High power fiber lasers and amplifiers are effective converters of low brightness radiation (optical pump light) from diode-lasers to high brightness single-mode laser radiation. Such lasers and amplifiers have an “all-fiber” construction, and exhibit excellent stability and excellent beam quality. High power fiber lasers and amplifiers can be a viable alternative to “bulk” solid-state lasers for scientific and industrial applications.
A fiber laser has a higher overall efficiency than a bulk laser, for example, about twice the efficiency. In continuous wave (CW) operation, a fiber laser can have an optical-to-optical efficiency approaching 80%. Such a high efficiency is achieved by keeping optical pump light and signal light in a fiber core with no diffraction loss and no reflection from bulk intracavity elements. In pulsed operation, however, the efficiency of fiber lasers drops significantly, for example to between about 10% and −30% of the CW efficiency. A reason for this is as follows. In order to modulate (pulse) the light, bulk acousto-optical or electro-optical modulators are used. This requires that light is coupled out of a fiber in order to be modulated and then coupled back into another fiber. Coupling light out of a fiber and back into a fiber results in 20%–40% extra loss in a fiber laser cavity with bulk modulators.
For pulsed operation, a master oscillator power amplifier (MOPA) system is preferred. In such an arrangement, a relatively low power laser provides laser radiation pulses having desired characteristics. These pulses are then amplified to high power in an efficient fiber amplifier. The efficiency of the fiber amplifier determines the overall efficiency of the MOPA system.
One common MOPA system comprises a master oscillator and a multistage amplifier. The master oscillator can be a solid-state laser, a fiber laser, or a semiconductor laser that provides light pulses having required optical parameters. These parameters include spectral width, pulse repetition rate, and pulse length. In a pulsed (modulated) diode-laser, pulse length and pulse repetition rate can be independently controlled. In a solid-state laser, and in a fiber laser, pulse length changes with repetition rate.

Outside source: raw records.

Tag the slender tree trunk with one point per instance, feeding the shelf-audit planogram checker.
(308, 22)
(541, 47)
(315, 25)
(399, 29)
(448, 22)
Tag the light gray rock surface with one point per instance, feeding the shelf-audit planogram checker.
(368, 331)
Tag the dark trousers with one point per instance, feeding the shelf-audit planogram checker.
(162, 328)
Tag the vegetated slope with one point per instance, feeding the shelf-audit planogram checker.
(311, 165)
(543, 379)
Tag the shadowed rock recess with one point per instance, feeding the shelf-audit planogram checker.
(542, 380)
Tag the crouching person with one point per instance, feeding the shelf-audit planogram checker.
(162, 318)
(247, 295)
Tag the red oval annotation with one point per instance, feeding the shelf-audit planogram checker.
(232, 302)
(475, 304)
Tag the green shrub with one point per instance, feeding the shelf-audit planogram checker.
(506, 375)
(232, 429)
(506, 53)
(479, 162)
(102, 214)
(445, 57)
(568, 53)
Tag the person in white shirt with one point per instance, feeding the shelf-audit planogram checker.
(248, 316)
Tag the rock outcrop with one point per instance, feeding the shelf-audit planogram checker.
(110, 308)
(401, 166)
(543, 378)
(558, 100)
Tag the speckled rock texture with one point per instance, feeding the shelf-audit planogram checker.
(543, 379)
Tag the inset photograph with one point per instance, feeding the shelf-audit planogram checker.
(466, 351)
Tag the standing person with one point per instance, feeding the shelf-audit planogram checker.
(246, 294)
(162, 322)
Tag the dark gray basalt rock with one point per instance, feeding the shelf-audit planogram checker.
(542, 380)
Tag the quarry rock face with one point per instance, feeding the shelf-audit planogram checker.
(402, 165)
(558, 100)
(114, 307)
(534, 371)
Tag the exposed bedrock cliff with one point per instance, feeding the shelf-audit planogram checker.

In order to amplify low power pulses, for example, pulses with less than one-watt (<1.0 W) of power, to pulses having a power of 1.0 Kilowatts (KW) or more, multiple amplification stages are necessary. A rare-earth-ion-doped silica-fiber amplifier can provide high gain (up to about 30 dB) for a small signal. Such strong gain causes a self-excitation of the amplifier due to back-reflection from fiber ends. This is termed amplified spontaneous emission (ASE). Strong gain and back reflection can also give rise to cross-talk between amplifier stages in a multi-stage amplifier. ASE from one amplifier stage can be amplified in a second stage. This self excitation takes part of the stored energy (resulting from optical pumping) of the second stage, which would otherwise be available for signal amplification. This can lead to instability in a fiber MOPA system with multistage amplification.
Suppression of back reflection and isolation between amplifier stages is necessary to combat instability in a MOPA system with multistage amplification. Typically, rare-earth ions in silica have a broad spectrum of spontaneous (fluorescence) emission. By way of example, the fluorescence spectrum of an ytterbium (Yb) doped silica fiber has a fluorescence band extending from about 1020 nanometers (nm) to about 1180 nm, and a strong separate fluorescence peak at 976 nm. Because of this, broadband isolation is required.
In prior-art MOPA systems, bulk optical elements such as isolators, spectral filters, acousto-optic modulators and the like have been used between amplifier stages. Such bulk optical elements are at least partially effective, but have certain shortcomings. By way of example, an isolator provides only unidirectional isolation and an acousto-optical modulator introduces high insertion losses in a system and is only effective when in a closed condition. A narrow passband spectral filter can be effective in reducing the spectral width of ASE to about 1 nanometer. It is difficult, however, to make such a narrow-band spectral filter with strong (>15 dB) rejection of wavelengths in a broadband ASE spectrum corresponding, for example, to Yb ions.
Any MOPA system wherein isolation elements add loss may require more amplification stages than a system without such amplification stages. These additional stages add cost to a MOPA system in addition to the cost of the lossy, bulk isolation elements that create the need for these added stages. Accordingly, there is a need for a method and apparatus for providing more effective ASE and cross-talk suppression in a multistage MOPA system. There is also a need for such a method and apparatus that does not require bulk optical elements and that can provide, with less amplification stages, at least the same overall gain as a prior-art MOPA system.